As the notebook runs on a VM, the cost for keeping the notebook running is identical to keeping a VM running. It's therefore a good idea to stop notebooks when you're not using them and to delete them when they're no longer needed. Make sure to "check" the corresponding notebook instance on the left side in the [notebooks overview page](https://console.cloud.google.com/vertex-ai/notebooks/list/instances?project=notebooks-314505) to start / stop an instance, as shown in the screenshot below.

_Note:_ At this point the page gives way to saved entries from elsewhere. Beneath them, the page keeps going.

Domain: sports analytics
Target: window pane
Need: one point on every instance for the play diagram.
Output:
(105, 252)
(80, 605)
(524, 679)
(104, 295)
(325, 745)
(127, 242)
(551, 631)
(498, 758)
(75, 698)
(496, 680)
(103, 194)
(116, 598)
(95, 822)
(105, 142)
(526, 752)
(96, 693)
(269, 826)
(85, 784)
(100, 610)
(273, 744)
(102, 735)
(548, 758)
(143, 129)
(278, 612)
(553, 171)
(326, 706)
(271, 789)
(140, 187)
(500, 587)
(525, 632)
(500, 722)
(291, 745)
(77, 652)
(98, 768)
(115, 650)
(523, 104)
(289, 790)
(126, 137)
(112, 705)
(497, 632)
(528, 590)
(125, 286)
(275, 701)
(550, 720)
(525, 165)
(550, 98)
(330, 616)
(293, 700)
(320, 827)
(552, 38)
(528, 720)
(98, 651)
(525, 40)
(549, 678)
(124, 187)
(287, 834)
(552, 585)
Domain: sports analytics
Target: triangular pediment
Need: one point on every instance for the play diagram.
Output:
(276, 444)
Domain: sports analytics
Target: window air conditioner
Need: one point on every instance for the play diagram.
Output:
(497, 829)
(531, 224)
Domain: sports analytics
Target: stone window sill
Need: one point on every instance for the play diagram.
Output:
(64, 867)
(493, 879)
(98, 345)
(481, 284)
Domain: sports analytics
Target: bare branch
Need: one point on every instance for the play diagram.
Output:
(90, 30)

![notebook management](figures/notebook_management.png)

## Hail

Our [Hail notebook image](https://github.com/populationgenomics/images/blob/main/images/hail-gcp-notebook/Dockerfile) already has this set up, but in case you're using a different image: To be able to access GCS paths (`gs://...`) directly in Hail, you need to install the [GCS Connector](https://github.com/GoogleCloudDataproc/hadoop-connectors/tree/master/gcs). To install, run the following command:

```bash
curl https://raw.githubusercontent.com/broadinstitute/install-gcs-connector/master/install_gcs_connector.py | python3
```

Then run the following after installing Hail:

```bash
cd $(find_spark_home.py)/jars && curl -O https://storage.googleapis.com/hadoop-lib/gcs/gcs-connector-hadoop2-2.0.1.jar && cd -
```

## Using Visual Studio Code as a notebook IDE

Instead of the default Jupyter notebook IDE in the browser, you can also use Visual Studio Code on your local machine and connect to the notebook kernel running remotely.

![VS Code notebook screenshot](figures/vs_code_notebook.png)

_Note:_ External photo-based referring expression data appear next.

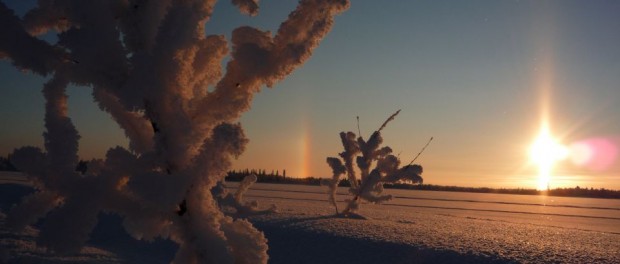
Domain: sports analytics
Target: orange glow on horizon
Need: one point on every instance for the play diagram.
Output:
(546, 152)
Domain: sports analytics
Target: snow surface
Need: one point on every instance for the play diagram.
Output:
(416, 227)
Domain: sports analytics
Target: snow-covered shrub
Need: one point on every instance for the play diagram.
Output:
(369, 186)
(151, 66)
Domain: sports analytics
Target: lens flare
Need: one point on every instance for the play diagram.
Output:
(545, 152)
(597, 154)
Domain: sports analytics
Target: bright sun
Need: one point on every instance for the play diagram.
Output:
(545, 152)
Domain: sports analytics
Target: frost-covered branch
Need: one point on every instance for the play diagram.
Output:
(152, 67)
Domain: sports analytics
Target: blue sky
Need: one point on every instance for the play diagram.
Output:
(476, 75)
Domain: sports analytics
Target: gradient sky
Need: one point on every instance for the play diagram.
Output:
(479, 76)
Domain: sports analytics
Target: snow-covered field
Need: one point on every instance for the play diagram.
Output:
(415, 227)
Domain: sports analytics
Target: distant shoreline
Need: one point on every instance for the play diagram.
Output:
(559, 192)
(7, 177)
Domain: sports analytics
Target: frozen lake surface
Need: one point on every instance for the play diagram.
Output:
(415, 227)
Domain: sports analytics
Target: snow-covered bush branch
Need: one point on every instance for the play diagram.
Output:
(370, 185)
(151, 66)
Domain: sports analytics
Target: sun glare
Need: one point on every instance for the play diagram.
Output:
(545, 152)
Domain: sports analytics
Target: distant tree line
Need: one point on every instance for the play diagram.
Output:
(272, 177)
(567, 192)
(276, 177)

There are a few steps to go through the first time you want to connect to a newly started notebook running on Google Cloud, but it's quick to reconnect afterwards.

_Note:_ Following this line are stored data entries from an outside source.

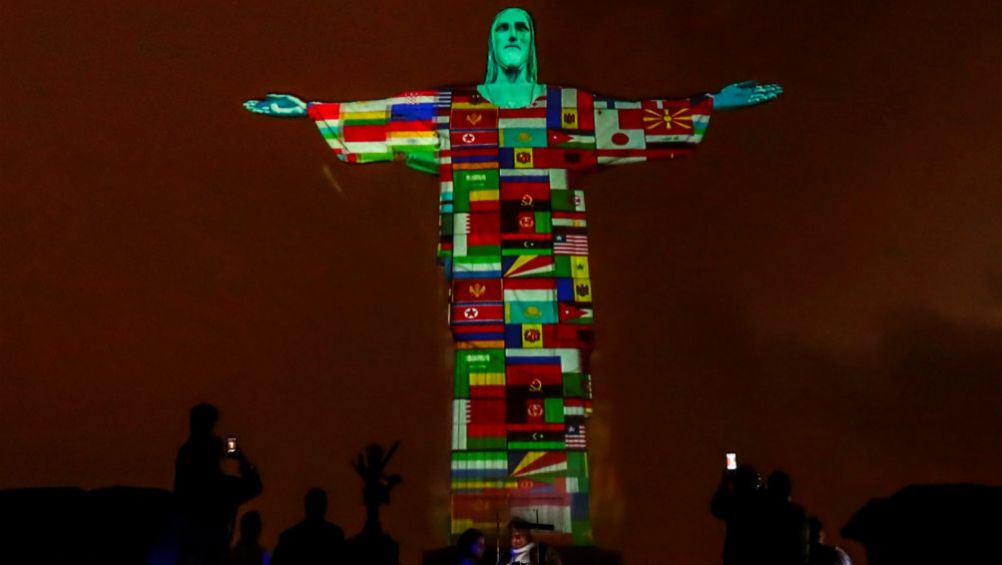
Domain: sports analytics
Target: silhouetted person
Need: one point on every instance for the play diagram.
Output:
(247, 550)
(784, 524)
(314, 540)
(372, 469)
(524, 550)
(207, 498)
(470, 547)
(197, 454)
(738, 501)
(821, 553)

The following instructions are a summary of [this guide](https://medium.com/google-cloud/choose-the-ide-you-want-and-develop-on-vertex-ai-workbench-part-i-94d19ca1d2ff):

1. Create a new notebook as explained [above](#creating-a-new-notebook).
1. Install the [Google Cloud Code](https://marketplace.visualstudio.com/items?itemName=GoogleCloudTools.cloudcode) extension.
1. In the status bar at the bottom, switch to the `notebooks-314505` project.
1. Select the _Cloud Code_ extension, navigate to `Compute Engine`, and connect to your notebook VM using SSH.
1. On the remote machine, enter `whoami` and note the result, which should look like `jane_doe_population`.
1. Run `sudo usermod -aG docker $USER` on the remote machine.
1. Disconnect (`exit`) and back on your local machine, run:

   ```sh
   gcloud --project=notebooks-314505 compute config-ssh
   ```

1. This should have populated your `~/.ssh/config` file. Open this file and find the `Host` associated with your notebook (based on its name). In that section, add the line `User=jane_doe_population`, copying the correct value from the previous step above.
1. Back in VS Code, run the _Remote-SSH: Connect to Host..._ command and select your notebook VM. This should open a new window.
1. In the new window, run the _Dev Containers: Attach to Running Container..._ command. Select the `/payload-container` entry. This will open up yet another window!
1. In the new window, attached to the container, install the _Python_ and _Jupyter_ extensions in the container.
1. Run the _Create: New Jupyter Notebook_ command.
1. In the upper right, select the `python310` kernel.